HC Deb 14 August 1871 vol 208 cc1575-6
COLONEL NORTH

asked permission to make an explanatory statement respecting the colours of the 68th Regiment. In a recent discussion he had expressed surprise how any colonel of a regiment could allow the colours to be taken away without a protest. Since then copies of an official correspondence had been forwarded to him showing clearly that the lieutenant-colonel commanding the regiment had protested to the utmost of his ability, and as far as he believed that his duty enabled him to do. On the receipt of the first letter from the Director of Army Clothing, dated September, 1870, directing him to forward the colours, the lieutenant-colonel wrote to Lord William Paulet, as Adjutant General, soliciting instructions on the subject. In reply he was informed that it was not necessary that the colours themselves should be sent, but that a pattern scroll should be forwarded, which was accordingly done, upon receipt of a second letter from the Director of Army Clothing. In a third letter from the same quarter, however, he was instructed to send the colours without the staff; and believing from the tone of this letter that a communication had passed upon the subject between the Horse Guards and the War Office, the lieutenant-colonel thought he had no course open to him but to comply. He, however, took the precaution of registering the parcel at his own expense, and it appeared to have reached Dublin safely about the 25th of February; but since then it had not been heard, of.
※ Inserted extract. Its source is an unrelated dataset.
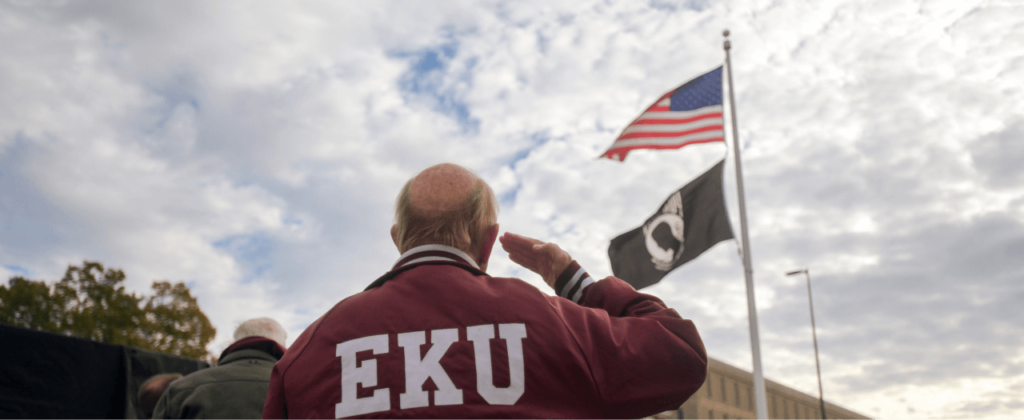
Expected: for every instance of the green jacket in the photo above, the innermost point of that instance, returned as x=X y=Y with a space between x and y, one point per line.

The hon. and gallant Gentleman then read portions of the correspondence, in which the lieutenant-colonel, in asking officially for instructions on the point, had conveyed, in plain terms, his own opinion— Respectfully observing that as the colours of a regiment were presented with a religious ceremony, and were always looked upon as a sacred trust reposed in the regiment, he did not consider that they should be transmitted from one part of the kingdom to another in the same manner as if they were a bale of ordinary calico. He thought it only fair to the gallant officer in command to make this statement.